A play about a knock-down drag-out fight between a professor and a student explores our current rut of "unsuccessful conversations."

Michelle Chihara ’96 is an assistant professor with the Whittier College Department of English Language and Literature.

T. Charles Erickson

T. Charles Erickson

Lisa Banes takes on the role of Janine (right), a professor and historian, to Jordan Boatman’s Zoe (left), an activist, organizer, and student, in The Niceties, a play by Eleanor Burgess ’07 that offers plenty of political dialogue and no easy answers. The performance took place at the Geffen Playhouse in Los Angeles this past spring. View full image

In our polarizing moment in American society, social media buffets us with never-ending waves of political conversation. At the same time, pundits say we are increasingly isolated, living in bubbles and echo chambers. Instead of bowling alone, we have come to a historical moment of angry networked typing, alone. Few of us give deep thought to the role that art can play in creating the kinds of spaces that make meaningful conversation possible. Playwright Eleanor Burgess ’07 is one such rare artist.

Burgess’s current play, The Niceties, finishes its nationwide tour this fall in New York and New Jersey. It stages a political conversation. In many ways, The Niceties is actually a battle. Two women, a professor and a student, spar verbally for two acts. Janine is a historian of early America and a professor at a university much like Yale. She is white. Zoe is a young activist and an organizer who has written a history paper about the relationship between slavery and the American Revolution. She is black. While both of them would fall on the same side of the partisan aisle in America today, they are separated by gulfs in life experience and relationship to power. Ironically, it’s by staging a knock-down drag-out fight between these two women, who are having so much trouble hearing each other, that Burgess creates a space for audiences to really listen.

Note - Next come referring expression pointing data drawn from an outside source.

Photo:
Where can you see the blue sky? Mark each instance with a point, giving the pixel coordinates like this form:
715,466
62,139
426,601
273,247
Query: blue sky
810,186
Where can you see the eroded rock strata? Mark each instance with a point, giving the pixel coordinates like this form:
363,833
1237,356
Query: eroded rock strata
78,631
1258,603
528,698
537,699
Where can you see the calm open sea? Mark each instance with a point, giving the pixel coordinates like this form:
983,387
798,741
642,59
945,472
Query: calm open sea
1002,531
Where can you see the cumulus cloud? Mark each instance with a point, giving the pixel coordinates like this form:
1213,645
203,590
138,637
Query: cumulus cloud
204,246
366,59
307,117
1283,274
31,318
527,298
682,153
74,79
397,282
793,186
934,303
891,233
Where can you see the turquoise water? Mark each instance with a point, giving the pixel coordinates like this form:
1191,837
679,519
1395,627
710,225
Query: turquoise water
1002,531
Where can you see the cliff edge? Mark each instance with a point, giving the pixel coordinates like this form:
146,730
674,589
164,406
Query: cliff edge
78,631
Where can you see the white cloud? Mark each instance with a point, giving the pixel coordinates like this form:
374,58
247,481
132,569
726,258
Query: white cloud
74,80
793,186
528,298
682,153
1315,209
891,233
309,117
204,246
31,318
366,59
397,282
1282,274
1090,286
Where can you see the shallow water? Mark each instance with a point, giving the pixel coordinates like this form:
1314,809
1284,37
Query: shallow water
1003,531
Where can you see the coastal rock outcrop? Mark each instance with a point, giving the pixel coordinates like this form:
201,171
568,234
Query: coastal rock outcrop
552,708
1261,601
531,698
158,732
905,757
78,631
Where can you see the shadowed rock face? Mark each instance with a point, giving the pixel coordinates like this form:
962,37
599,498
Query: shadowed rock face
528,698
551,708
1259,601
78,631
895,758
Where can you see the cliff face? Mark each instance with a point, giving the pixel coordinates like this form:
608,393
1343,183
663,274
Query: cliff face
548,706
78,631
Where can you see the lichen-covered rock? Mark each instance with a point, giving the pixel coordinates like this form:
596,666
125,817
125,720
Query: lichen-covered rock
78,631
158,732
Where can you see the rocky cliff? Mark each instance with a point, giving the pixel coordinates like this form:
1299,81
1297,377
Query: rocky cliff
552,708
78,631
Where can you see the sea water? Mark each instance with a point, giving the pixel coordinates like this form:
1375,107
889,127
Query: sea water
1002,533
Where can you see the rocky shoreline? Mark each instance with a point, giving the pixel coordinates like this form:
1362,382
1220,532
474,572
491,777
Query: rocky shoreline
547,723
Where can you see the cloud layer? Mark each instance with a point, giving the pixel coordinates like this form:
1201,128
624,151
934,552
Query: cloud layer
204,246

“We’re stuck in a huge rut of unsuccessful conversations where people double down on what they already believe. These conversations are moving us further and further away from each other,” Burgess told me this summer. In the darkened room of a theater, physical immediacy brings people together. It doesn’t force them to agree, of course. But while audiences are captive, they are nonetheless interlocutors in a living and breathing dynamic. Audiences communicate with each production with their physical presence, their laughter, their gasps and concentrated attention. At the same time, they’re off the hook. Sitting together, they don’t have to immediately like, dislike, or swipe. They can reflect and take in context. They can react without fear of being called out.

In the stage directions, Burgess writes that directors should “resist the temptation to think of only one of [the women] as a mouthpiece for the truth.” Both are in command of their arguments. Both of them have the facts of history at their disposal. It’s not a spoiler to say that the play is explosive without an easy resolution. By leaving open historical questions about early American society’s relationship to race, Burgess is able to bring audiences into meaningful contact with two human and powerful characters.

Burgess was a history major at Yale, where she didn’t do much theater. She says she writes from an “obsessive” interest in the past, from a fascination with lives lived inside the sweep of historical change—with the degree to which our lives are shaped by the year in which we were born and by forces beyond our control. She is at work now on an action comedy for the screen, a new play set in the ’50s, and a play set just after the crucifixion of Jesus.

By refusing to let anyone be entirely “right” or “wrong,” The Niceties doesn’t give easy ammunition for any partisan position. Thus, it demands further processing. Judging from the play’s reception, people are talking. When it was staged at the Geffen Playhouse in L.A., the Los Angeles Times opined that “No contemporary play better captures America’s cultural divides.” As Sherry Turkle writes in Reclaiming Conversation: “Fully present to one another, we learn to listen.”